Politik sorgt bei Landwirten für zu viel Verdruss

Die wirtschaftliche Lage auf den Höfen hat sich in weiten Bereichen entspannt, umso mehr verunsichert die „politische Gangart“ die bäuerlichen Familien. „Es ist schlecht für unsere Höfe, wenn Landwirte in einem Klima des Misstrauens immer wieder mit unhaltbaren Vorwürfen konfrontiert werden“, schilderte Landvolkpräsident Werner Hilse die Stimmung in den agrarisch geprägten Regionen Niedersachsens. Die Bauern hätten ihre Höfe mit viel Eigeninitiative und unternehmerischem Weitblick für die Zukunft ausgerichtet. „Sie orientieren sich bei ihren Planungen an der Nachhaltigkeit, beobachten die Märkte und verbessern ihre Wettbewerbsfähigkeit“, betonte Hilse vor rund 200 Delegierten und 100 Ehrengästen auf der Mitgliederversammlung des Landvolkes Niedersachsen in Hannover. Er warnte Landes- und Bundespolitiker vor sprunghaften Richtungsänderungen und wünschte sich Entscheidungen, die sich stärker an der Leitlinie „Evolution statt Revolution“ orientieren.

Ganz konkret sprach er den Begriff „Agrarwende“ an, egal ob sanft oder nach vorne gerichtet, verunsichere dieser „politische Kampfbegriff“ die Agrar- und Ernährungswirtschaft. Hilse sagte, er vertraue auf die Zusage von Ministerpräsident Stephan Weil, dass eine wie auch immer angelegte Agrarwende nur mit der Landwirtschaft und niemals in Konfrontation zu ihr gelingen könne. Sorgen verursache das Projekt bei den Landwirten dennoch, wobei in erster Linie die Fülle der verschiedenen Vorschläge verunsicherte und Planungssicherheit immer mehr zum Fremdwort mache. Politische Entscheidungen vernachlässigten zunehmend die Überprüfung nach wirtschaftlichen Gesichtspunkten, kritisierte Hilse.
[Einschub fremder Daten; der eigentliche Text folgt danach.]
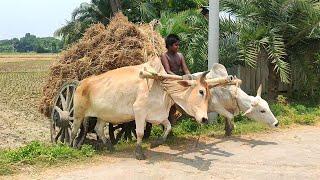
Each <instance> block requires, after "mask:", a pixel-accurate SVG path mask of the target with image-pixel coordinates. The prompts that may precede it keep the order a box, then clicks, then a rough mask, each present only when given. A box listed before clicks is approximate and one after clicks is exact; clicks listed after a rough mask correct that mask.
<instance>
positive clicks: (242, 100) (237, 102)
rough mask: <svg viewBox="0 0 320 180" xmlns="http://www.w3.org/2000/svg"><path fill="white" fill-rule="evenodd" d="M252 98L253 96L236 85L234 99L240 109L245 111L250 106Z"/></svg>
mask: <svg viewBox="0 0 320 180" xmlns="http://www.w3.org/2000/svg"><path fill="white" fill-rule="evenodd" d="M254 98H255V97H254V96H250V95H248V94H247V93H245V92H244V91H243V90H242V89H240V88H238V87H237V95H236V100H237V103H238V105H237V106H239V107H238V108H239V110H240V111H242V112H246V111H247V110H248V109H249V108H250V107H251V103H252V102H253V100H254Z"/></svg>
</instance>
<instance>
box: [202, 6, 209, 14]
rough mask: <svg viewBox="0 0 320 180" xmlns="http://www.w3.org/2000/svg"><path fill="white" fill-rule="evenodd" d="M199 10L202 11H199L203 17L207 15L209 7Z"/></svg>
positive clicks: (203, 6) (205, 6)
mask: <svg viewBox="0 0 320 180" xmlns="http://www.w3.org/2000/svg"><path fill="white" fill-rule="evenodd" d="M201 8H202V10H201V14H202V15H204V16H205V15H207V14H208V15H209V6H202V7H201Z"/></svg>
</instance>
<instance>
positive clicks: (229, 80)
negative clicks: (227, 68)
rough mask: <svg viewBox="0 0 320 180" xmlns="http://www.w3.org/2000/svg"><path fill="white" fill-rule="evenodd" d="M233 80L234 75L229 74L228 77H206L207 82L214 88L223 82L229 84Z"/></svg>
mask: <svg viewBox="0 0 320 180" xmlns="http://www.w3.org/2000/svg"><path fill="white" fill-rule="evenodd" d="M232 80H233V76H231V75H229V76H226V77H218V78H212V79H206V82H207V83H208V85H209V88H213V87H215V86H219V85H222V84H227V83H229V82H231V81H232Z"/></svg>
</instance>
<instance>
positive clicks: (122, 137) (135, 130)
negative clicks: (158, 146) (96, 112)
mask: <svg viewBox="0 0 320 180" xmlns="http://www.w3.org/2000/svg"><path fill="white" fill-rule="evenodd" d="M151 128H152V124H151V123H147V125H146V129H145V131H144V136H143V138H144V139H147V138H149V137H150V134H151ZM133 137H135V138H137V134H136V124H135V122H134V121H131V122H128V123H123V124H118V125H113V124H111V123H109V138H110V141H111V143H112V144H114V145H115V144H117V143H118V142H119V141H120V139H123V140H132V139H133Z"/></svg>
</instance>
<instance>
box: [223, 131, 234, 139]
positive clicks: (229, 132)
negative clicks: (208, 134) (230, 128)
mask: <svg viewBox="0 0 320 180" xmlns="http://www.w3.org/2000/svg"><path fill="white" fill-rule="evenodd" d="M231 135H232V131H228V130H226V132H225V133H224V136H227V137H229V136H231Z"/></svg>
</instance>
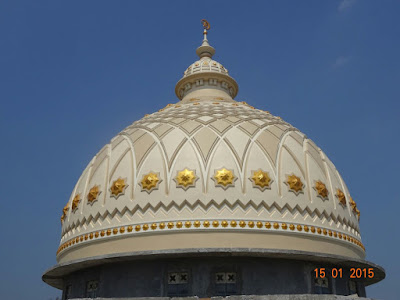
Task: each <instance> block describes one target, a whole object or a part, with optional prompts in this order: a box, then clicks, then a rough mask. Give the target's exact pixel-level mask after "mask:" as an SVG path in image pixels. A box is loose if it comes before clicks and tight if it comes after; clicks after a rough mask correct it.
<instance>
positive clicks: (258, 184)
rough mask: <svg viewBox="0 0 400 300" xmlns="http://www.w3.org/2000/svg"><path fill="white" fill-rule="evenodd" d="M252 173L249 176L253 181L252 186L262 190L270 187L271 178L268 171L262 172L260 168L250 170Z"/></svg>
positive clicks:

Er verwahrte sich gegen pauschale Verdächtigungen gegenüber der Landwirtschaft und verwies in diesem Zusammenhang auf den jüngst von der Landesregierung vorgelegten Nährstoffbericht. Dieser entkräfte zuvor geschürte Zweifel an einem gewissenhaften Umgang mit Wirtschaftsdünger und belege eindeutig, dass landesweit genügend Flächen zur Aufnahme der Wirtschaftsdünger aus der Tierhaltung vorhanden seien. Als Konsequenz sei keine weitere Bürokratie in Form eines Düngekatasters notwendig. Vielmehr müsse die Aufbereitung von Gülle und Gärresten verbessert werden, um deren Transportwürdigkeit und nachhaltige Verwertung in den Ackerbauregionen zu erleichtern.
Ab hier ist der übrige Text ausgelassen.